Even though I am a historian, I really hate history textbooks. They are a fossilized form of the consensus among history professionals. They are presented to students as if they were the equivalent of a science textbook, where everything in it was agreed upon and settled. They form the understanding of the past which becomes accepted truth. The textbook becomes “normal history.”
The idea of “normal history” comes from Thomas Kuhn’s ground breaking book, The Structure of Scientific Revolutions. In this book he describes “normal science,” the view of science generally held by scientists of the time. A scientific revolution comes about when cracks are discovered in this “normal science.” New phenomena are discovered which cannot be accounted for in normal science. After time, these cracks become too large to ignore and a new way of thinking about the fundamentals of science are presented. Kuhn argues that older scientists, who were brought up on normal science, are reluctant to adopt this new view, but it is taken up by younger scientists. The revolutionary science becomes the new normal once the older scientists adopt the new view or die off.
I think similar phenomena is going on with what has been dubbed “Critical Race Theory.”
The history taught at all levels was made up of two narratives. The first was a US history narrative which one might call “the heroic story.” It began with the brave explorers mapping out a new land, they were followed by the settlers who began taming the wilderness. This led to the Revolutionary War as the colonists freed themselves from tyrannical British rule. This, in turn, led to westward expansion, the Civil War and the Gilded Age. The United States found its way onto the world stage with the Spanish-American War and the Great White Fleet. The US’s position was solidified in the Great War. Things went sour in the Great Depression, but World War Two brought the US to global leadership and unprecedented prosperity. At least when I was growing up, that was as far as we got. I don’t remember any class getting beyond WWII.
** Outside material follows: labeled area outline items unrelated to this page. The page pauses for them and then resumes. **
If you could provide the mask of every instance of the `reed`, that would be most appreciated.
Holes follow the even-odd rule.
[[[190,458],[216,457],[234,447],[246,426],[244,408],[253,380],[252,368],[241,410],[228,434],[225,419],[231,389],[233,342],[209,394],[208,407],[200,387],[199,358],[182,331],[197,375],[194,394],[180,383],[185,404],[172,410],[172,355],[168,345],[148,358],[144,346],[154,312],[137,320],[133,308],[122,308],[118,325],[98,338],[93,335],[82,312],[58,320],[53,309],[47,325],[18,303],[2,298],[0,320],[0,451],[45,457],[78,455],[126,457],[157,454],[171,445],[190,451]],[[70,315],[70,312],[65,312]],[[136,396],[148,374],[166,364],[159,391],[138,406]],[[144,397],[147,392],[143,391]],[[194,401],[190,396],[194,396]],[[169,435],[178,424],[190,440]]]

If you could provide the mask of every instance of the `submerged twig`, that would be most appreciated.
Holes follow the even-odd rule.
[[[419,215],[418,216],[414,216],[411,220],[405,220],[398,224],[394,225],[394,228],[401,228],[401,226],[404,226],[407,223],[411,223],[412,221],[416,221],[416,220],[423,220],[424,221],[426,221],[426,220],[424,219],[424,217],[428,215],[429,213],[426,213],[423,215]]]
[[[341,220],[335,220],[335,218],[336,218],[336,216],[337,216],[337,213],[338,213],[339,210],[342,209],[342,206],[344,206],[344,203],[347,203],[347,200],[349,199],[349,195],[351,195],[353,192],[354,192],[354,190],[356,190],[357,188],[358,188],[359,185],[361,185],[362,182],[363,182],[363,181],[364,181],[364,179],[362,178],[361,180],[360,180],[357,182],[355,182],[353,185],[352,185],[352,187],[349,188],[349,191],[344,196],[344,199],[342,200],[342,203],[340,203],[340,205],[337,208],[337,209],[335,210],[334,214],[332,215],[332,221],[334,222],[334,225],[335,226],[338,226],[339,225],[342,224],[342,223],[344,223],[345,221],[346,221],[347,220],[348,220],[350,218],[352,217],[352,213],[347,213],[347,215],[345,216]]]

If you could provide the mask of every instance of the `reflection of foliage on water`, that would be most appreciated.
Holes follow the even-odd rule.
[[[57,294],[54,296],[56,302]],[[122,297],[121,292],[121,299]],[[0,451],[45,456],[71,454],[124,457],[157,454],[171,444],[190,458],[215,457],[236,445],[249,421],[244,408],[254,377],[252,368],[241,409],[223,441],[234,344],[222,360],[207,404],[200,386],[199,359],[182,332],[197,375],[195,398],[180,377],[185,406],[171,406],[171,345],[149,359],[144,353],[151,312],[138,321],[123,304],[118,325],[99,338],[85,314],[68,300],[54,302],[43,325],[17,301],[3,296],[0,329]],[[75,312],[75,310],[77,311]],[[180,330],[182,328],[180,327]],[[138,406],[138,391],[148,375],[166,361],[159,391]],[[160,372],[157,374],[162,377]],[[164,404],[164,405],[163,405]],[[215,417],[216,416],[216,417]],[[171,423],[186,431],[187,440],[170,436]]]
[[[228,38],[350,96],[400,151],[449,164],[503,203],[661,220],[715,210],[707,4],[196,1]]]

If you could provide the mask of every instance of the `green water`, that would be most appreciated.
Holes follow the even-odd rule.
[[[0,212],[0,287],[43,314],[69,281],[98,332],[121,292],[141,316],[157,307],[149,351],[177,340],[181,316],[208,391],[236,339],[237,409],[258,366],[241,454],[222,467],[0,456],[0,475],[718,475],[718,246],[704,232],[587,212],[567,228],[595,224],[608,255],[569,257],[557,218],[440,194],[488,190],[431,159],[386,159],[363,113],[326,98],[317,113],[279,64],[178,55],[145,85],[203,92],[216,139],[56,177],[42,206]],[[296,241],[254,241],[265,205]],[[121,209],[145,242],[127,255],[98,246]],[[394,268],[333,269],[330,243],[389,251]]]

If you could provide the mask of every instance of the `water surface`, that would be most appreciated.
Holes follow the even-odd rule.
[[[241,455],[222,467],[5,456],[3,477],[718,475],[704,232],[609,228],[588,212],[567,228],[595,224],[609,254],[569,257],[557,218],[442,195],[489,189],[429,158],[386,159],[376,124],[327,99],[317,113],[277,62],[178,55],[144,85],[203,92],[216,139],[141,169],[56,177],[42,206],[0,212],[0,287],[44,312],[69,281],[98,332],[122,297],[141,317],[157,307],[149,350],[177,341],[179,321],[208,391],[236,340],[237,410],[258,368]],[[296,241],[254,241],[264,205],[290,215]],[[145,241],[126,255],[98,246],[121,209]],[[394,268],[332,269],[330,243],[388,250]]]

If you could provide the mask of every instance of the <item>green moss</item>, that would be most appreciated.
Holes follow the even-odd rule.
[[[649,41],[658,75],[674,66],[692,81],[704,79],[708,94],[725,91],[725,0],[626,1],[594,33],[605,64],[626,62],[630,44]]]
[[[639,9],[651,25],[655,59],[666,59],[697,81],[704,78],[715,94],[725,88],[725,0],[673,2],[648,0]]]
I don’t remember ever being taught about the Trail of Tears. “Remember the Alamo” was a call to defend the US against Mexico; “Remember the Maine '' was a call to get revenge on Spanish spies. I learned about carpetbaggers and scalawags, but not about the “Reconstruction Amendments” or the Freedmen's Bureau. And this was in upstate New York.
The other “normal” narrative was Western Civilization. The first Western Civ course was taught at Columbia University and was designed to show the connection between the United States and Europe. The idea was that if young men understood that connection they would be more willing to fight to defend Europe and make the world safe for democracy. The Western Civ course, which became standard in most colleges and universities, was a kind of reverse “American Exceptionalism.” Instead of emphasizing the uniqueness of the US, it emphasized what it had in common with Europe.
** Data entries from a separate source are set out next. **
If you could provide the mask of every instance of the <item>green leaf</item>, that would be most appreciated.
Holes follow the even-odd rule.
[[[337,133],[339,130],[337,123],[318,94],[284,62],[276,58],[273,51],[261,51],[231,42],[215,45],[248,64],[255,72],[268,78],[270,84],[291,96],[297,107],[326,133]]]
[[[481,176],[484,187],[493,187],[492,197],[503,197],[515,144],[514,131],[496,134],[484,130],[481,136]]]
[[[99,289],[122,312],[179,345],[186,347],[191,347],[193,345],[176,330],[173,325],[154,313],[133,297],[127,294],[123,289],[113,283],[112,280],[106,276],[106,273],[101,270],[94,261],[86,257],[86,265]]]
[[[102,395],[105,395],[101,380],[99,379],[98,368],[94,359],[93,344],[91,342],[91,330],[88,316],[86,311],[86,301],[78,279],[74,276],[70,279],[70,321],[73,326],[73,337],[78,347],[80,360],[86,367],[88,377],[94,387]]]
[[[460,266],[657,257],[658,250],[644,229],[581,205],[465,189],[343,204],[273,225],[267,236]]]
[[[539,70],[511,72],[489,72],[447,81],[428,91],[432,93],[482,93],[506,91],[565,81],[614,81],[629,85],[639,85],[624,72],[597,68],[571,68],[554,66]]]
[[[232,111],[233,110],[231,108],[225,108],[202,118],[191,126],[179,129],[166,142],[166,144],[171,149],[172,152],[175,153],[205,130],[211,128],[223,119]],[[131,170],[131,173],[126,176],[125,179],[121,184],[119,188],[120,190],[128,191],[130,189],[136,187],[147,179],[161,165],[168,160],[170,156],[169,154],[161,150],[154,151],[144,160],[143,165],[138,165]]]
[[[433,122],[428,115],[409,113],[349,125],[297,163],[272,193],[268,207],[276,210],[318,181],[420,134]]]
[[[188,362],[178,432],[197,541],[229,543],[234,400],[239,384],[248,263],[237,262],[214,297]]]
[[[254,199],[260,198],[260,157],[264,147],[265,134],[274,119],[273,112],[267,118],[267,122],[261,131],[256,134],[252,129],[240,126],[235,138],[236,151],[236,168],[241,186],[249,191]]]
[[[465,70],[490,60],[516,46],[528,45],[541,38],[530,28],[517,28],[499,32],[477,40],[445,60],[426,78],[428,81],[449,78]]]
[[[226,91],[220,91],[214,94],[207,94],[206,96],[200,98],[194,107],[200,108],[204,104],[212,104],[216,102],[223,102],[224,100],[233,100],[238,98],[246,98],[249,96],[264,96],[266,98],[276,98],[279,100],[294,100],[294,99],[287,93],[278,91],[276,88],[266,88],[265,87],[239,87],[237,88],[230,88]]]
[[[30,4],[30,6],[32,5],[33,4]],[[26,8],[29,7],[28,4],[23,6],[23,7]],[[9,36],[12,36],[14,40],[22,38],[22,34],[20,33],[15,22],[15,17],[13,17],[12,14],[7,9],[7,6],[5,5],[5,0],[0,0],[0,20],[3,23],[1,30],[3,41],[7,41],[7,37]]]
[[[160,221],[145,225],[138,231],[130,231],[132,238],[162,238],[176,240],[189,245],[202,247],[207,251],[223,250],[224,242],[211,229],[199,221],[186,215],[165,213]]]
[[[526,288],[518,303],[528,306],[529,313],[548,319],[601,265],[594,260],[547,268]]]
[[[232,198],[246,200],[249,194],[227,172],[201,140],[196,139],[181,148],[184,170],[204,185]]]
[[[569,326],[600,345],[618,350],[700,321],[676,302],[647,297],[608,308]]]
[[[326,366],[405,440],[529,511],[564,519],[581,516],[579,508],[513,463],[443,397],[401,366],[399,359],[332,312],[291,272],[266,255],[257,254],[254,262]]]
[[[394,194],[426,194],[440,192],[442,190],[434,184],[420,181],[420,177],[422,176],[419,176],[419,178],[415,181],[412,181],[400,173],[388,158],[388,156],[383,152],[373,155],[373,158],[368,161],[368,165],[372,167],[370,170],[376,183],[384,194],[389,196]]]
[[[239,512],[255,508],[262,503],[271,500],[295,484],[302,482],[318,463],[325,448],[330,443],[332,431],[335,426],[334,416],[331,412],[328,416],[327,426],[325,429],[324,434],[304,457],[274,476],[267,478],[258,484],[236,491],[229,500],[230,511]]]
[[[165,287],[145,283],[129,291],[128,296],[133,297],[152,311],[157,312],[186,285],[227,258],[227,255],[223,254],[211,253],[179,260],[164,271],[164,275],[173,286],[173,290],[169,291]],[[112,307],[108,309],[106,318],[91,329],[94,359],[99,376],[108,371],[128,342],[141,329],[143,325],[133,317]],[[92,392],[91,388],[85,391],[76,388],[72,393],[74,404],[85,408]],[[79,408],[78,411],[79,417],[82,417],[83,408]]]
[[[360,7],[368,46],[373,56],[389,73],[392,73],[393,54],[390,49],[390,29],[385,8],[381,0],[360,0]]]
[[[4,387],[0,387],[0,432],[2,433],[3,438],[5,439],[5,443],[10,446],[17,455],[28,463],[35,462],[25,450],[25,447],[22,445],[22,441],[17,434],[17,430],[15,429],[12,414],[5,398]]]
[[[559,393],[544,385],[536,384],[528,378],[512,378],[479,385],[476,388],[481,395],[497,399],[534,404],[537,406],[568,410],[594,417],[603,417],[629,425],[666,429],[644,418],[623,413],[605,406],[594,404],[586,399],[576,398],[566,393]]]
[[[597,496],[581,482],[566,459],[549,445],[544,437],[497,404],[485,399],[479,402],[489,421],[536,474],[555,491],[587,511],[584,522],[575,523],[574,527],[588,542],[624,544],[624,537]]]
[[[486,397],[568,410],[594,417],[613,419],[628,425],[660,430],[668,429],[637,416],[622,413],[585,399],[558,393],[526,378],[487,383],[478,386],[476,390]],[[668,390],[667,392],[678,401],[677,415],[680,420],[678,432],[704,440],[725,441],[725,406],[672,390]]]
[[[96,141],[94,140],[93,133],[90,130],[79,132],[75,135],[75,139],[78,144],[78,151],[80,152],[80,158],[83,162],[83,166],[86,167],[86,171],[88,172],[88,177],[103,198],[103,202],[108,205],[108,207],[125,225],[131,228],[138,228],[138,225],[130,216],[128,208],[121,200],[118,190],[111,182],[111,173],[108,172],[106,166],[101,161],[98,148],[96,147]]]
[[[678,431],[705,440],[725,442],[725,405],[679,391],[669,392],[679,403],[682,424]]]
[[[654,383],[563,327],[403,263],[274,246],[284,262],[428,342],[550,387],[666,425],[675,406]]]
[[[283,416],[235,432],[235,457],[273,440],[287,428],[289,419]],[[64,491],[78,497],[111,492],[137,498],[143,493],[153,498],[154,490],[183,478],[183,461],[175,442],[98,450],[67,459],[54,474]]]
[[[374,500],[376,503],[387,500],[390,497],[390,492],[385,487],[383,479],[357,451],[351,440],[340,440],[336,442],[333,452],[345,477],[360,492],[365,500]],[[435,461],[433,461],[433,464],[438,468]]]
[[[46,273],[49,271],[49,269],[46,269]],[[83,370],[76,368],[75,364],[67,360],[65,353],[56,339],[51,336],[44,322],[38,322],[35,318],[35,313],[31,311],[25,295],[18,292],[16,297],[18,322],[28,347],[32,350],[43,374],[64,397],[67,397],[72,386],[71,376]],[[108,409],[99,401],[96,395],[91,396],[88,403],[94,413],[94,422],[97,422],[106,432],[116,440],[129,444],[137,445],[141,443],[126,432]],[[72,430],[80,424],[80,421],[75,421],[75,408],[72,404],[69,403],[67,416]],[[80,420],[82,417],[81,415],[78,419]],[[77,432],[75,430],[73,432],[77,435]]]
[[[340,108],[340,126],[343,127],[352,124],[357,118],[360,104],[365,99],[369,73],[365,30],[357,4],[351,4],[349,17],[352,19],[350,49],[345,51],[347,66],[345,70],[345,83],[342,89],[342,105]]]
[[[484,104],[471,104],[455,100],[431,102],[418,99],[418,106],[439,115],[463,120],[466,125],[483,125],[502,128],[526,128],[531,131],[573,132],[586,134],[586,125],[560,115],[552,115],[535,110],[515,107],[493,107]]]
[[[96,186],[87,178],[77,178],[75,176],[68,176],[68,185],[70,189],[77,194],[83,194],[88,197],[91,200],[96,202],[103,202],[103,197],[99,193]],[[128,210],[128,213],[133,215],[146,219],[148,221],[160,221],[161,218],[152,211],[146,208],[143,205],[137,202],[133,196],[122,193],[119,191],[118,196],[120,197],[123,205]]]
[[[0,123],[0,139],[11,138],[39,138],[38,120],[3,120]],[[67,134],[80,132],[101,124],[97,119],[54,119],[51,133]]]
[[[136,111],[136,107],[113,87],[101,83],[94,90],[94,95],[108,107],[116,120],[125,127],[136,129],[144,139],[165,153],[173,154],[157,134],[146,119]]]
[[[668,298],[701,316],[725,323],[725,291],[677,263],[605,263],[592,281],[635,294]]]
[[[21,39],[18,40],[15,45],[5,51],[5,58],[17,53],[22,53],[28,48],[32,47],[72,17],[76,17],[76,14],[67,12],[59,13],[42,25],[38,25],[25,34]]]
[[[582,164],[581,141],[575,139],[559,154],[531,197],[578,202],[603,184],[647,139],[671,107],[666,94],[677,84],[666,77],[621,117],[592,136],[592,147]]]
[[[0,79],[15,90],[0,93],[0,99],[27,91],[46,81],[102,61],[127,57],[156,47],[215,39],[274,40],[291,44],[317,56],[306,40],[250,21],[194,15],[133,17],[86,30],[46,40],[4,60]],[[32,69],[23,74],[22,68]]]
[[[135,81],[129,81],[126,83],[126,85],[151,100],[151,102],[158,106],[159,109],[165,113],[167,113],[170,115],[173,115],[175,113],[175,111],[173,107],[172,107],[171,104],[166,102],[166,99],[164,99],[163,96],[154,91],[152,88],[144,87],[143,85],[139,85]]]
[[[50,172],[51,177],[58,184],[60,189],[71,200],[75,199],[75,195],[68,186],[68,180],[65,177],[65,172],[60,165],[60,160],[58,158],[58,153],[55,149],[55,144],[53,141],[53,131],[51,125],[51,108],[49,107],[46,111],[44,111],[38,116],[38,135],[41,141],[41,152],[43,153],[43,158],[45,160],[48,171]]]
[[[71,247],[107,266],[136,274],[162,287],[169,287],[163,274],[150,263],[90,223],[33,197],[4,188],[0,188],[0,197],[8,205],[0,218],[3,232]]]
For many who grew up in the period of “normal history,” these two stories are what history is. We learned their stories through our textbooks, we memorized them, we were tested on them and we treated them as truth. But, as with a scientific revolution, when cracks develop in these narratives, something has to change.
The cracks in these two narratives developed in the 1960s and 70s. The civil rights movement showed that African-Americans had been left out of the US history narrative. In a similar vein, the American Indian Movement showed that Native Americans had been left out as well. The women's movement made it clear that half of the population had not been included in the nation’s story.
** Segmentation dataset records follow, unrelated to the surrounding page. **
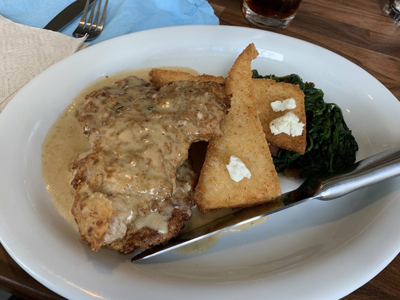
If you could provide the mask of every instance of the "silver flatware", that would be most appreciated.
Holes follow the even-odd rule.
[[[344,172],[332,174],[321,178],[306,180],[296,190],[282,194],[278,200],[282,201],[282,206],[278,209],[266,210],[263,208],[268,206],[262,206],[243,208],[188,232],[164,244],[146,250],[134,256],[132,260],[134,262],[164,253],[306,201],[336,199],[399,175],[400,147],[398,147],[360,160]]]
[[[90,4],[94,0],[90,0]],[[64,8],[46,25],[44,29],[59,32],[72,22],[84,8],[86,0],[76,0]]]
[[[104,21],[106,20],[108,0],[106,0],[103,8],[102,8],[102,0],[98,0],[98,0],[94,0],[94,3],[92,6],[90,14],[88,17],[90,0],[87,0],[86,2],[84,13],[79,22],[79,24],[72,34],[74,38],[82,38],[88,34],[86,40],[91,40],[97,38],[102,32],[104,26]],[[97,10],[96,15],[94,15],[96,6],[97,6]],[[100,16],[100,12],[102,10],[102,12]],[[100,18],[100,20],[99,18]]]

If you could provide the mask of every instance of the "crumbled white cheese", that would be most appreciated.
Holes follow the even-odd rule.
[[[276,118],[270,122],[270,129],[272,134],[282,132],[292,136],[301,136],[304,124],[299,122],[298,117],[292,112]]]
[[[232,156],[229,160],[229,164],[226,164],[230,178],[238,182],[244,178],[250,178],[252,174],[240,158]]]
[[[282,101],[278,100],[271,102],[272,110],[274,112],[283,112],[286,110],[296,108],[296,100],[294,98],[289,98]]]

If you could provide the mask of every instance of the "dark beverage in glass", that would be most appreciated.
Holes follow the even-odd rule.
[[[302,0],[244,0],[242,11],[252,23],[267,28],[285,28],[297,12]]]

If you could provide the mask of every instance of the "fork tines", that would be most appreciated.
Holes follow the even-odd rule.
[[[76,29],[72,34],[74,38],[82,38],[88,34],[86,40],[91,40],[97,38],[103,29],[108,0],[106,0],[102,8],[102,0],[98,0],[98,1],[94,0],[93,4],[92,4],[92,8],[88,18],[88,12],[89,6],[90,5],[90,0],[86,0],[82,18],[80,18]],[[96,9],[96,7],[97,7],[97,9]],[[93,17],[94,15],[95,10],[96,10],[96,14],[94,20]],[[101,14],[101,16],[100,16],[102,10],[102,12]],[[100,17],[100,22],[98,20],[99,17]]]

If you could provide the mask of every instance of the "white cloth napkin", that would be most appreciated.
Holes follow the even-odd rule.
[[[85,39],[17,24],[0,16],[0,112],[34,77],[88,46]]]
At first, these deficiencies were addressed by the formation of African-American and Women’s Studies departments. The Old Guard, the defenders of “normal history” were not prepared to alter their narrative. As a new generation of historians gained a place at the table, the stories of Blacks, Women and Native Americans were incorporated in the US history narrative. This new story is the one that those born after 1990 have largely been exposed to.
When I started teaching, back in the 1990s, I taught a Western Civ survey. We started with hunter-gatherers and worked our way through Mesopotamia, Greece, Roman, the Middle Ages, the Renaissance and Reformation to Modern Europe. And, as with the American History narrative, we rarely got beyond WWII.
In 1991, I answered an ad from a school in the Bay Area to teach a course in World History. I had never heard of World History, but I decided to take up the challenge. When I started teaching, the discipline was still in its infancy. There was no standard narrative; no accepted way to tell the story. We were just feeling our way along. At that time I joined the World History Association, in the second year of its existence. I felt like a pioneer.
When I got my first real, tenure-track job, I was brought on to teach a Western Civ survey course. I was okay with doing this, but when some of my colleagues heard that I had taught World History, they were intrigued and asked me about it. When my department chair heard this, he was furious. I almost did not get tenure. But eventually, world history became the new normal history of our department.
Those who are up in arms about critical race theory are living in the world of “normal history” of the early 20th century. If Kuhn is right, we will have to hope that they will either change their mind or die off. But at least we know their children have made the change without harm.